Well got all the parts in and decided today to assemble my vacuum pump. It is assembled and pulls about 23" hg. Anyway it holds real well and hoping I can show a step by step of mounting a bowl and finishing the bottom with total access without any interference especially the tailstock. It will be used to center the piece but after that I can take it away. Light cuts are in order so the bottom can be finished turning then sanded.


----------



## TwoSkies57 (Feb 23, 2009)

Pulling those kinda numbers Bernie, me thinks you're half way to a great vac. press.


----------



## harrysin (Jan 15, 2007)

Looking good Bernie, I'm very interested in seeing how it's sealed where it enters the lathe.


----------



## BernieW (Sep 12, 2006)

harrysin said:


> Looking good Bernie, I'm very interested in seeing how it's sealed where it enters the lathe.


Ok here ya go Harry. The first picture shows the vacuum adapter with 2 O-rings. The next pic's shows it inserted into the hand wheel that I also had made by JT Turning Tools and it is such a precision fit with O-rings. The next shows the bowl held by the chuck with 20" hg. Then next shows the chuck holding the bowl and I turned the lathe at about 1200 rpm's and it was solid although I will never go that high maybe 800 rpm. The fourth pic's shows the homemade chuck out a piece of scrap walnut and PVC with closed cell foam for cushion. Hope that helps Harry.


----------



## harrysin (Jan 15, 2007)

Thanks Bernie for those great shots. I presume that the O rings are well lubricated because I see that the hose isn't restrained.


----------



## rwyoung (Aug 3, 2008)

Boy, this looks great Bernie! The very little bowl turning I've done first all on a face plate and then with a little 4-jaw chuck I can only imagine how nice it would be to use a vacuum chuck.


----------



## BernieW (Sep 12, 2006)

Thanks Harry and Rob.
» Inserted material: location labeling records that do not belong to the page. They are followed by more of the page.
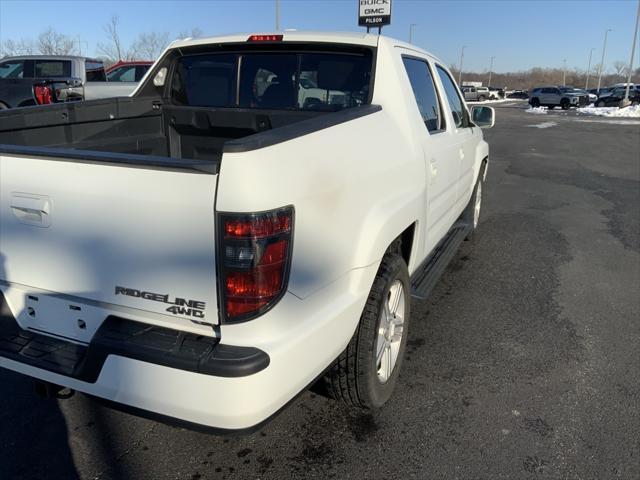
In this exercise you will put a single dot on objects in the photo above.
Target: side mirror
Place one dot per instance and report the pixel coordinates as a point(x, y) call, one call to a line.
point(482, 116)
point(74, 82)
point(160, 78)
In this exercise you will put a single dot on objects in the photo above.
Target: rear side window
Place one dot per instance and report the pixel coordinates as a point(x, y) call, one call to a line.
point(12, 69)
point(455, 102)
point(141, 70)
point(278, 80)
point(123, 74)
point(205, 81)
point(424, 92)
point(52, 68)
point(95, 72)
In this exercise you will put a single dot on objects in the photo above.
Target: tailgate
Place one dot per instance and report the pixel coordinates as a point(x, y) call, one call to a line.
point(83, 240)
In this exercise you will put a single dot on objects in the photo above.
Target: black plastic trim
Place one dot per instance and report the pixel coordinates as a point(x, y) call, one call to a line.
point(130, 339)
point(305, 127)
point(117, 159)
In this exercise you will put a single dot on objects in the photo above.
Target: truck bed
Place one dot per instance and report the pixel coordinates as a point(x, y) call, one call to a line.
point(137, 126)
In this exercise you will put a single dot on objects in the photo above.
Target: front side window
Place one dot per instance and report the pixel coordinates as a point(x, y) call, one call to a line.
point(278, 80)
point(52, 68)
point(424, 92)
point(455, 102)
point(12, 69)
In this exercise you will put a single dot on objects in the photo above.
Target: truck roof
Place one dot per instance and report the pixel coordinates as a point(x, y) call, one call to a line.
point(49, 57)
point(351, 38)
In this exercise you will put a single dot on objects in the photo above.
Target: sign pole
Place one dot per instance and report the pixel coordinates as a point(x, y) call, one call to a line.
point(374, 14)
point(633, 52)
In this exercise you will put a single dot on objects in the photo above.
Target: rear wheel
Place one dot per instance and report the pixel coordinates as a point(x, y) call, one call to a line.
point(365, 374)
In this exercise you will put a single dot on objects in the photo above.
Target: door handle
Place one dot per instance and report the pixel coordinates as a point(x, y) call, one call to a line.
point(31, 209)
point(434, 170)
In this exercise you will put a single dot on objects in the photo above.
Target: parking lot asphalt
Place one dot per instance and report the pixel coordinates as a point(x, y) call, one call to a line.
point(524, 364)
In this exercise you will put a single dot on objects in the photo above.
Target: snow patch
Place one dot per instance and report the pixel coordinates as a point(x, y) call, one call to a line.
point(544, 125)
point(632, 111)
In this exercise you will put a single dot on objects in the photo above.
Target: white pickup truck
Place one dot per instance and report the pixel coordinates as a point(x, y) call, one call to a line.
point(206, 249)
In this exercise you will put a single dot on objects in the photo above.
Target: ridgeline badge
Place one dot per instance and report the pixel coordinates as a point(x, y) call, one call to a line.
point(179, 306)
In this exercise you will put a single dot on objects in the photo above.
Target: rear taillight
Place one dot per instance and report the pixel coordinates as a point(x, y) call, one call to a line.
point(43, 94)
point(254, 255)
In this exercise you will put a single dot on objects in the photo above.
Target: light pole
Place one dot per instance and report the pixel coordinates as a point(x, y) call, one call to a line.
point(586, 85)
point(460, 71)
point(490, 71)
point(604, 49)
point(411, 31)
point(633, 52)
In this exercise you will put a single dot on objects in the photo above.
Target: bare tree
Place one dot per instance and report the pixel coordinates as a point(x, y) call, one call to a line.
point(620, 67)
point(10, 48)
point(51, 42)
point(112, 49)
point(194, 33)
point(150, 45)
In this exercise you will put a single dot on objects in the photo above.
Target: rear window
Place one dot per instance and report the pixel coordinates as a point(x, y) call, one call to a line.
point(12, 69)
point(273, 80)
point(52, 68)
point(95, 72)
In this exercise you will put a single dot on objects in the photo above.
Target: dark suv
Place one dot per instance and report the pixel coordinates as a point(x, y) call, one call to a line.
point(563, 97)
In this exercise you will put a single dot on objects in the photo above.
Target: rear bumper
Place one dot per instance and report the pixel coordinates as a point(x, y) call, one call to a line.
point(289, 347)
point(129, 339)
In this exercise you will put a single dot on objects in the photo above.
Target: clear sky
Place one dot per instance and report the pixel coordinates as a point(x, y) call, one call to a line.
point(520, 34)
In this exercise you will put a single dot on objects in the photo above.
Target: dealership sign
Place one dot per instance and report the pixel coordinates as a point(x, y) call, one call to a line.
point(374, 13)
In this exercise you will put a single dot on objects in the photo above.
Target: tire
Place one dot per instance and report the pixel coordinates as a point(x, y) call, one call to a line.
point(471, 213)
point(357, 377)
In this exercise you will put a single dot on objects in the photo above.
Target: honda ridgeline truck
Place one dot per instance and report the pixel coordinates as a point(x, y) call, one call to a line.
point(211, 246)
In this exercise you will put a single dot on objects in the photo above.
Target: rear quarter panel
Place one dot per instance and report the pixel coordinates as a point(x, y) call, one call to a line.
point(355, 186)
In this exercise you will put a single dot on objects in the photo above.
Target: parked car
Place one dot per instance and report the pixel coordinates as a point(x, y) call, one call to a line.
point(496, 93)
point(206, 249)
point(564, 97)
point(475, 94)
point(519, 94)
point(620, 91)
point(592, 96)
point(85, 78)
point(128, 71)
point(616, 98)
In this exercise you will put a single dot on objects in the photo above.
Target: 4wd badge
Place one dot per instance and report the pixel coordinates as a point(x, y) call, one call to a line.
point(179, 306)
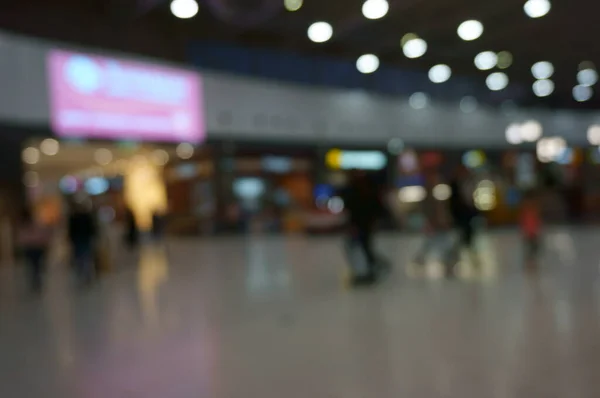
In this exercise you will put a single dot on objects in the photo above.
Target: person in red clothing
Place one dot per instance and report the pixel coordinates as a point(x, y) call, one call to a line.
point(531, 225)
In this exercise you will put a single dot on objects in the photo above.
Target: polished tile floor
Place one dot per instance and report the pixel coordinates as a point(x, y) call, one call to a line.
point(270, 317)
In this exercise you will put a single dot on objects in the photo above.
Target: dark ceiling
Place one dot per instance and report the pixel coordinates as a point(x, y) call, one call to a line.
point(566, 36)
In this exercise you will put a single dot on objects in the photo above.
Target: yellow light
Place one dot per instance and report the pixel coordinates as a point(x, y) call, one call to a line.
point(504, 60)
point(333, 159)
point(293, 5)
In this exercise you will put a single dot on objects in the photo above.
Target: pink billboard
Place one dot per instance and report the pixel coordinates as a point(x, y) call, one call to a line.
point(106, 98)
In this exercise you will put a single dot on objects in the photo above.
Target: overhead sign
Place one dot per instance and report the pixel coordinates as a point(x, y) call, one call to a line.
point(360, 160)
point(106, 98)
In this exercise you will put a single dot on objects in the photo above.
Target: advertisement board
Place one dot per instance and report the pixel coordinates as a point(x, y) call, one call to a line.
point(106, 98)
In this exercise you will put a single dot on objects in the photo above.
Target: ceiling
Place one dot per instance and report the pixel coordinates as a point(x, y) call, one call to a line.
point(566, 36)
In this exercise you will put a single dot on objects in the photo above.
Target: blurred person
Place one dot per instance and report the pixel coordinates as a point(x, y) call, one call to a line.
point(463, 211)
point(34, 240)
point(531, 224)
point(363, 207)
point(132, 233)
point(436, 225)
point(82, 232)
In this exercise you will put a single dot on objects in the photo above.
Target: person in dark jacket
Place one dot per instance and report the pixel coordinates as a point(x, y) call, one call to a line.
point(463, 211)
point(82, 231)
point(363, 207)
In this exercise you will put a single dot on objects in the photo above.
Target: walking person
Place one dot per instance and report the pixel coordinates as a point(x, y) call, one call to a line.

Yes Harry I rubbed the O-rings with a slight amount of vasoline. It is pretty tight and I just finished the bottom of a bowl and it works wonderfully. I could sand the whole bowl and bottom with nothing in the road. Rob I don't know why I waited so long after today I am still kicking myself. That's what I get for just thinking about it.


----------



## RStaron (Sep 25, 2009)

Nice job, Bernie. That's a great idea. I couldn't do that with my ShopSmith though.


----------